Та вскинула на него глаза, пораженная тоном, которым была сказана эта фраза, и послушно последовала за отцом. Князь впустил дочь и затворил наглухо двери.

— Садись.

Княжна села, все продолжая с недоумением и даже с каким-то страхом смотреть на отца.

Тот несколько раз прошелся по кабинету и, наконец, остановился перед ней.

— У меня сегодня был князь Владимир Яковлевич Баратов.

Княжна молчала.

— Ты догадываешься о цели его раннего визита? Он приехал именно тогда, когда ты, по обыкновению, катаешься.

— Нет, папа!

— Он приезжал просить твоей руки.

Княжна Варвара Ивановна вся вспыхнула.

— Я со своей стороны дал ему свое согласие, но сказал, что тебя не неволю и окончательное решение зависит от тебя. Конечно, князь — лучшая партия в Москве, но брак без склонности, без любви не может быть счастлив даже среди довольства и роскоши, золота.

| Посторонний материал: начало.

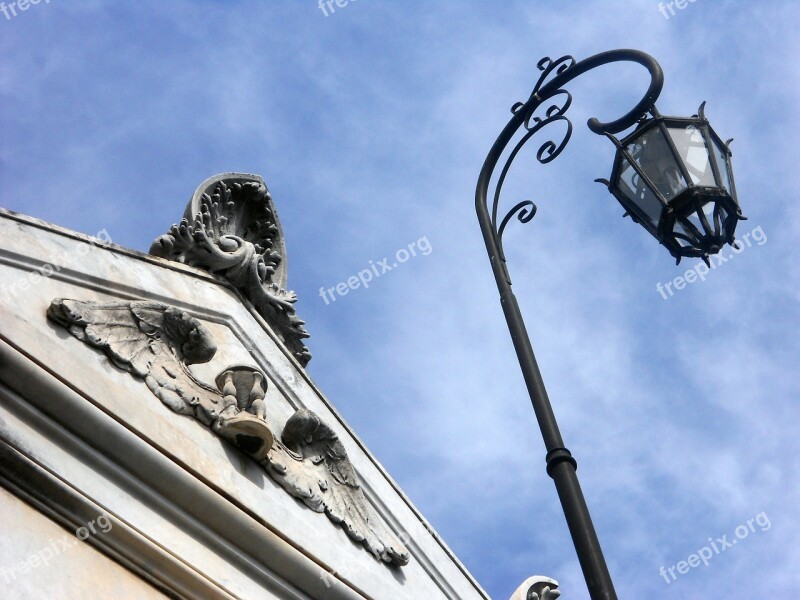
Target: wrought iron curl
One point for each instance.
(549, 92)
(533, 123)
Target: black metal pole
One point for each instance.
(561, 466)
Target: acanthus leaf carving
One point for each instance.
(155, 343)
(230, 228)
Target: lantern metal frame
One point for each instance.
(549, 94)
(715, 229)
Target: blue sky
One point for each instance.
(370, 126)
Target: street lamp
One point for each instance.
(672, 175)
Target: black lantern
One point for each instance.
(673, 176)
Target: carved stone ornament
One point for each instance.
(537, 588)
(230, 228)
(155, 343)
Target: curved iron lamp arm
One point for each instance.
(561, 466)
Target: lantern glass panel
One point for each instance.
(654, 155)
(691, 145)
(722, 164)
(638, 193)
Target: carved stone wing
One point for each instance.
(152, 341)
(312, 465)
(156, 342)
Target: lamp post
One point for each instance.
(672, 175)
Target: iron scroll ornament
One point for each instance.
(549, 92)
(555, 74)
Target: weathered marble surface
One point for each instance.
(180, 494)
(37, 553)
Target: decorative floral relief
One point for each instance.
(155, 343)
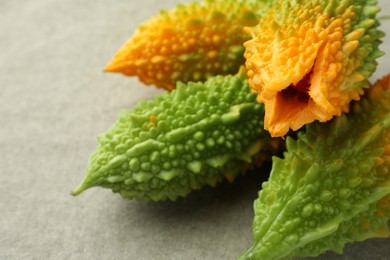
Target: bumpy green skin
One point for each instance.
(180, 141)
(326, 191)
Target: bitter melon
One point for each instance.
(308, 59)
(181, 140)
(332, 187)
(189, 43)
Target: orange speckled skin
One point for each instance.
(308, 59)
(189, 43)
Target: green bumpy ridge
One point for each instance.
(332, 187)
(180, 141)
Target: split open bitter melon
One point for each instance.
(196, 135)
(189, 43)
(308, 59)
(332, 187)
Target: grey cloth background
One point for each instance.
(54, 100)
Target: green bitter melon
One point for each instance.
(181, 140)
(332, 187)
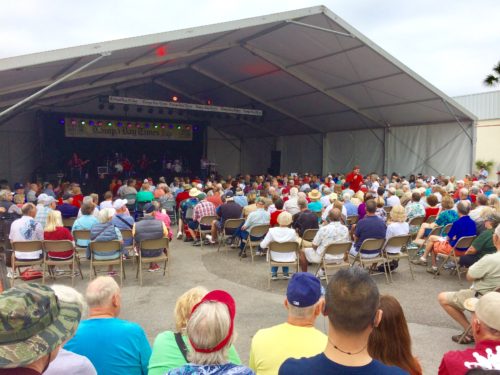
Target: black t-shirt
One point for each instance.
(320, 364)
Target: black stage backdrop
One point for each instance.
(57, 148)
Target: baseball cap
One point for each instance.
(303, 290)
(148, 208)
(486, 309)
(33, 323)
(67, 196)
(225, 298)
(119, 203)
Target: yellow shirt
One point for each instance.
(272, 346)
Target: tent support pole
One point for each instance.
(47, 88)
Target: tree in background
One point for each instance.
(493, 79)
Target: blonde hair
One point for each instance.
(398, 214)
(54, 220)
(100, 291)
(207, 327)
(185, 304)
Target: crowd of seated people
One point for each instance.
(203, 341)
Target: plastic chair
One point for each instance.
(25, 247)
(160, 243)
(282, 248)
(60, 246)
(334, 249)
(106, 247)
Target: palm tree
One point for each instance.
(493, 79)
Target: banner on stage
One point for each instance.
(84, 128)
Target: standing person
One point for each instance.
(390, 342)
(352, 306)
(297, 337)
(355, 179)
(114, 346)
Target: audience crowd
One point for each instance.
(367, 333)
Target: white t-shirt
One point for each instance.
(280, 234)
(396, 229)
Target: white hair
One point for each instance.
(100, 291)
(70, 295)
(208, 325)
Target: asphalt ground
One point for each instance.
(257, 307)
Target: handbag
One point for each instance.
(31, 274)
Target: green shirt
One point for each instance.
(144, 196)
(166, 354)
(484, 243)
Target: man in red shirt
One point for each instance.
(355, 179)
(486, 331)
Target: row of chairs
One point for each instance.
(111, 247)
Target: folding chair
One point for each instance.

Князь замолчал и снова мелким шагом забегал по кабинету. Княжна Варвара Ивановна тоже сидела молча, низко опустив голову.

— Ты любишь князя?.. — остановился перед ней отец.

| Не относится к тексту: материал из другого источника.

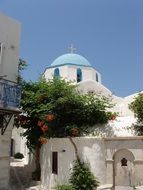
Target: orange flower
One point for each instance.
(50, 117)
(113, 117)
(44, 128)
(40, 123)
(74, 131)
(42, 140)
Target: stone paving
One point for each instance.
(20, 179)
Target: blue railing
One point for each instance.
(10, 94)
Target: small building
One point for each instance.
(114, 154)
(9, 90)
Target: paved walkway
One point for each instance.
(20, 179)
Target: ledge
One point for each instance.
(122, 138)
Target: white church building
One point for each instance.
(114, 154)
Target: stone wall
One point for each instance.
(91, 150)
(104, 156)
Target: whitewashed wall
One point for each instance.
(9, 37)
(5, 142)
(99, 153)
(91, 150)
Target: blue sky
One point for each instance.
(109, 33)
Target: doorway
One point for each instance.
(123, 169)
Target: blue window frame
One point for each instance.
(79, 75)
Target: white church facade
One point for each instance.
(114, 154)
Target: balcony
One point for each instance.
(10, 94)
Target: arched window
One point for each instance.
(79, 75)
(97, 77)
(57, 72)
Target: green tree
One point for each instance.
(82, 178)
(57, 109)
(137, 107)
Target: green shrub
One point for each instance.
(18, 155)
(82, 178)
(64, 187)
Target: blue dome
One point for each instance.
(72, 59)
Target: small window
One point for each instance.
(79, 75)
(124, 162)
(97, 77)
(55, 162)
(57, 72)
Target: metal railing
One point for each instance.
(10, 94)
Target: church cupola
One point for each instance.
(72, 67)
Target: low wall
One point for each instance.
(91, 150)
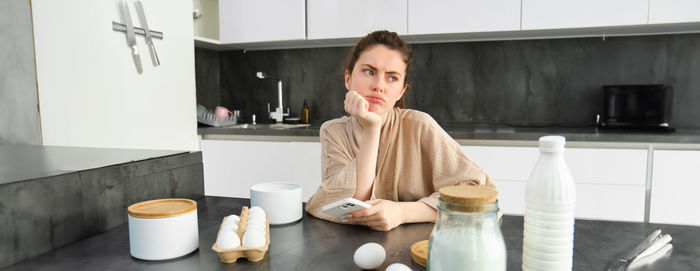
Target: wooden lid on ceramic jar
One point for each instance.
(162, 208)
(469, 195)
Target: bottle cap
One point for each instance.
(552, 143)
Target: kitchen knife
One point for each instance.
(131, 38)
(149, 39)
(626, 257)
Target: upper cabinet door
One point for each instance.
(673, 11)
(242, 21)
(462, 16)
(332, 19)
(552, 14)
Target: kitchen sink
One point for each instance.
(280, 126)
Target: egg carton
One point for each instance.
(252, 254)
(209, 118)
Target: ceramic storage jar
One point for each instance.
(163, 229)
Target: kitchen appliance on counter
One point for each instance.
(637, 107)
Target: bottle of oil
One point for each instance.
(305, 113)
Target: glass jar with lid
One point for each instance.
(467, 235)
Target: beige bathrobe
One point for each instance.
(416, 158)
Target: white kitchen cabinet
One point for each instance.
(243, 21)
(554, 14)
(231, 167)
(674, 11)
(332, 19)
(462, 16)
(610, 183)
(207, 23)
(89, 92)
(674, 188)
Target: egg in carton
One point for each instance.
(253, 254)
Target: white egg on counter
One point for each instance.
(369, 256)
(254, 238)
(232, 219)
(397, 267)
(257, 210)
(228, 239)
(229, 227)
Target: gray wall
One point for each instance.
(552, 82)
(19, 117)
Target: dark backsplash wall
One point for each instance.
(530, 82)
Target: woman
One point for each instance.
(392, 158)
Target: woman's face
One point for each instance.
(378, 76)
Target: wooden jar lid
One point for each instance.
(469, 194)
(419, 252)
(162, 208)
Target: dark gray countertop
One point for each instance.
(464, 131)
(313, 244)
(24, 162)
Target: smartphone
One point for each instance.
(344, 206)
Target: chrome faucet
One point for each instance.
(278, 115)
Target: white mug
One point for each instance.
(280, 200)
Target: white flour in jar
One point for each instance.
(467, 249)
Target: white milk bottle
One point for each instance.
(550, 196)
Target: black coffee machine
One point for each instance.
(637, 107)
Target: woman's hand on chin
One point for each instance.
(357, 106)
(384, 215)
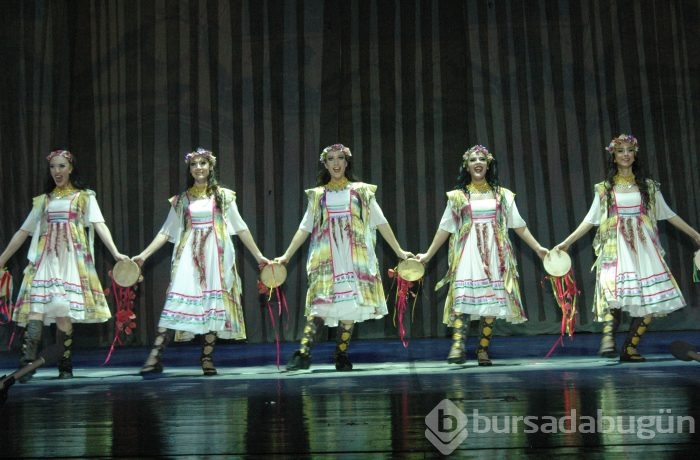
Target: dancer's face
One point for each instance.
(477, 165)
(200, 169)
(335, 164)
(624, 155)
(60, 169)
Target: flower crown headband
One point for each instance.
(200, 152)
(334, 148)
(480, 149)
(60, 153)
(622, 138)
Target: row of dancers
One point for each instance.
(342, 218)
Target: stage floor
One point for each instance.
(397, 402)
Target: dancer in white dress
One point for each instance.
(345, 285)
(482, 273)
(204, 296)
(60, 283)
(631, 273)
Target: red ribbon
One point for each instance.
(566, 294)
(124, 317)
(281, 300)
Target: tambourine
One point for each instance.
(126, 273)
(273, 275)
(411, 269)
(557, 263)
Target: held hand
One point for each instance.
(139, 259)
(281, 260)
(262, 262)
(422, 258)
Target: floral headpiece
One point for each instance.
(480, 149)
(334, 148)
(623, 138)
(200, 152)
(60, 153)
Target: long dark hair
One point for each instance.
(75, 179)
(323, 176)
(464, 178)
(640, 175)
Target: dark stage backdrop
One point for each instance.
(130, 86)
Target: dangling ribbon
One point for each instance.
(6, 307)
(566, 294)
(124, 320)
(281, 300)
(403, 290)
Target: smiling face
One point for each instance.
(200, 169)
(336, 163)
(477, 166)
(60, 169)
(624, 155)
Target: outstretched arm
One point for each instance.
(388, 235)
(15, 243)
(438, 240)
(582, 229)
(299, 238)
(106, 237)
(681, 225)
(529, 239)
(249, 243)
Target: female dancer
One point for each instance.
(631, 274)
(60, 283)
(345, 285)
(482, 271)
(204, 296)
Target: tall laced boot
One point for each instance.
(30, 346)
(65, 364)
(629, 348)
(610, 326)
(342, 362)
(460, 327)
(301, 359)
(208, 342)
(153, 364)
(486, 329)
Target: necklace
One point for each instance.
(60, 192)
(624, 181)
(198, 191)
(479, 189)
(337, 185)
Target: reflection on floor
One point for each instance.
(397, 402)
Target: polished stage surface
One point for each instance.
(397, 403)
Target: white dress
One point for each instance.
(643, 283)
(479, 288)
(56, 290)
(201, 298)
(345, 305)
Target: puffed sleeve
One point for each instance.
(447, 223)
(663, 211)
(593, 216)
(94, 213)
(376, 215)
(235, 219)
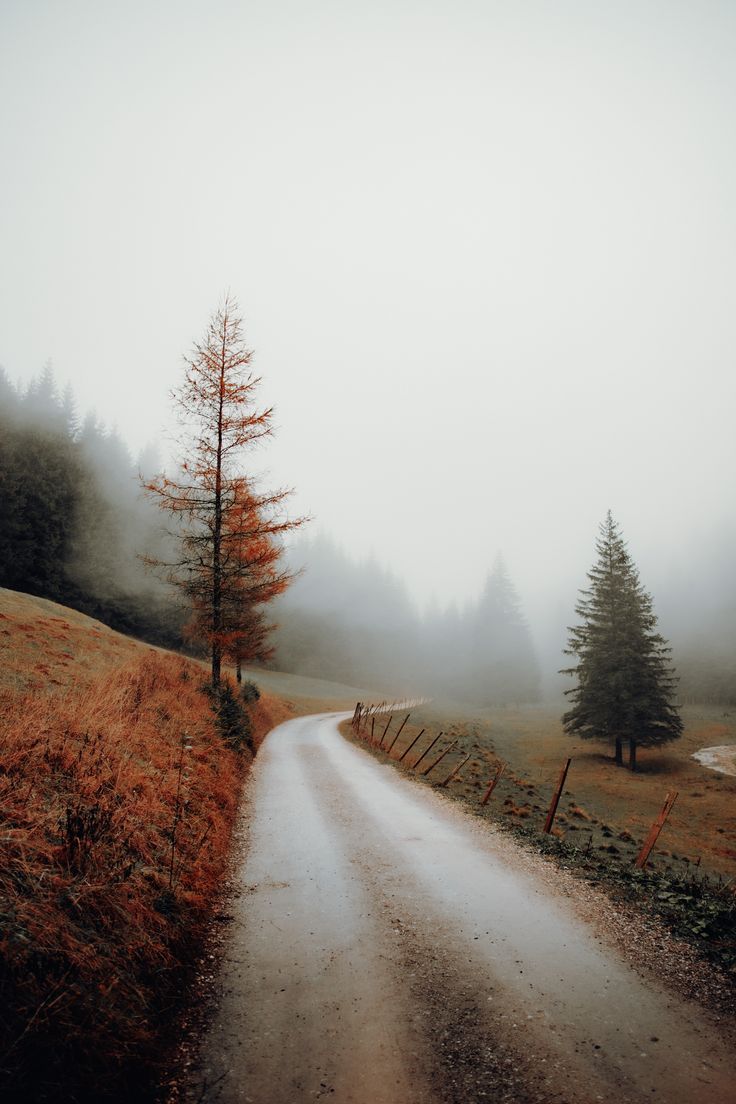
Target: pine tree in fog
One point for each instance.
(504, 665)
(625, 682)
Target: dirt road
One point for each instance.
(387, 948)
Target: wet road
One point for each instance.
(387, 948)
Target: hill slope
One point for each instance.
(117, 800)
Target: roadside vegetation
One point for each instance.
(118, 791)
(605, 813)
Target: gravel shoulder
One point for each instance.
(386, 946)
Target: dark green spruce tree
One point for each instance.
(625, 681)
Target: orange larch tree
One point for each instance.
(228, 533)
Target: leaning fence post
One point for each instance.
(455, 771)
(407, 750)
(391, 745)
(656, 829)
(426, 751)
(492, 784)
(555, 799)
(439, 759)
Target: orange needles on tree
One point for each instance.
(227, 531)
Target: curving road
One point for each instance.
(388, 948)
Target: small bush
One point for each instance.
(233, 721)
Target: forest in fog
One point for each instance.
(75, 526)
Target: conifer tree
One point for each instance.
(504, 664)
(625, 682)
(224, 528)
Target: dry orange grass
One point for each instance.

— Он мне нравится, — подняла на него глаза княжна Варвара.

— Ты предпочитаешь его другим?

— Да, папа!

— Ты согласна быть его женой?

— Как вам угодно.

— Не мне… Я спрашиваю, как тебе угодно. Ведь не я собираюсь за него замуж! — рассердился князь.

— Я согласна, — отвечала княжна.

— Ну, дай я тебя поцелую и будь счастлива.

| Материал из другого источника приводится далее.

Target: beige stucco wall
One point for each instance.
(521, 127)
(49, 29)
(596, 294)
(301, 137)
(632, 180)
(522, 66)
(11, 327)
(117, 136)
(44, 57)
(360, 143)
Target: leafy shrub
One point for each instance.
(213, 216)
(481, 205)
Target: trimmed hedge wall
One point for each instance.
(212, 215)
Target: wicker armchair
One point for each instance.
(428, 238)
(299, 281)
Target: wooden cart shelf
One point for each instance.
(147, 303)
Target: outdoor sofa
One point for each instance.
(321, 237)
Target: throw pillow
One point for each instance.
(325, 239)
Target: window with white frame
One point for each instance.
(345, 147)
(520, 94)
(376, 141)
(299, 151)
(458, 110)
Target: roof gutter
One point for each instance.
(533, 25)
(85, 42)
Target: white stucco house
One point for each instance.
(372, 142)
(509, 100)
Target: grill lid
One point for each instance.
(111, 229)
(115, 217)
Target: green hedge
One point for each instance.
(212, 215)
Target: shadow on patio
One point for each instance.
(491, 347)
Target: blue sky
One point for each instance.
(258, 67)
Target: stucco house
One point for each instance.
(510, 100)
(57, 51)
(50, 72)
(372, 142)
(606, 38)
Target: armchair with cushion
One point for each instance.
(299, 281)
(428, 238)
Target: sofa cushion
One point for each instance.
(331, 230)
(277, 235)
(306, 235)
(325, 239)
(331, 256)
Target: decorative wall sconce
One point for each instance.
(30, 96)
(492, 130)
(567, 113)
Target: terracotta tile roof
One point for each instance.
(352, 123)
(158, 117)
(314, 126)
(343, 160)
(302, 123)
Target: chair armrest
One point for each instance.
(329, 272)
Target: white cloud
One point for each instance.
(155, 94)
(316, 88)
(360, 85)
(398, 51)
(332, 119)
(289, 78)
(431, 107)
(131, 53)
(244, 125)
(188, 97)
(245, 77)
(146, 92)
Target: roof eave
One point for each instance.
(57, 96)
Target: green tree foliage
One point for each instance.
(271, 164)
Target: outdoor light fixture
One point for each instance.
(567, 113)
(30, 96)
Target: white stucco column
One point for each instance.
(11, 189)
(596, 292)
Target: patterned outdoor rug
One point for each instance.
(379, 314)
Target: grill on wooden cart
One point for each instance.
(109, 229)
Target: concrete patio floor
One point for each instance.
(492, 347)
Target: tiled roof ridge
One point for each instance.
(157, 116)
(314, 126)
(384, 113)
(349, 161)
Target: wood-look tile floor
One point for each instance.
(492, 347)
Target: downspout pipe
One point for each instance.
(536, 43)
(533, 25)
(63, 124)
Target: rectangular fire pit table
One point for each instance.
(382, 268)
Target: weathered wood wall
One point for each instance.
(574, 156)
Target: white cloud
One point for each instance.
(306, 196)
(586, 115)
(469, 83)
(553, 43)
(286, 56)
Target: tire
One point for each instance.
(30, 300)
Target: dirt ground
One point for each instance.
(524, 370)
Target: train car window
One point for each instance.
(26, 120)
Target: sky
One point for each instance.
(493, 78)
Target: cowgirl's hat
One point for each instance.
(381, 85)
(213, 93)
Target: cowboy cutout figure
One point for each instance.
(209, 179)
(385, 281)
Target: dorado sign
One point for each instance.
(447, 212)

Князь Иван Андреевич взял дочь за голову и поцеловал в лоб. Княжна поцеловала его руку.

— Князь Владимир приедет сегодня вечером.

— Сегодня? — побледнела княжна.

— Да. Ты, во-первых, принарядись хорошенько и сама лично можешь сказать ему о своем согласии.

Княжна снова покраснела как маков цвет.

— Ступай, деточка, ступай. Князь — хороший человек. Ты будешь счастлива.

Варвара Ивановна вышла.

Вечером приехал князь Владимир Яковлевич.

Княжна приняла его сперва смущенно, затем освоилась с мыслью, что он ее жених, и сама выразила ему свое согласие.

По обычаю того времени князь Иван Андреевич тут же благословил их образом, переходившим из рода в род для этой цели. Князь Владимир Яковлевич был в восторге.

С утра другого же дня на княжну Варвару посыпались подарки жениха в виде букетов и драгоценностей.

Через несколько дней князь Прозоровский дал официальный обед для своих близких знакомых, на котором его дочь и князь Баратов были объявлены женихом и невестой.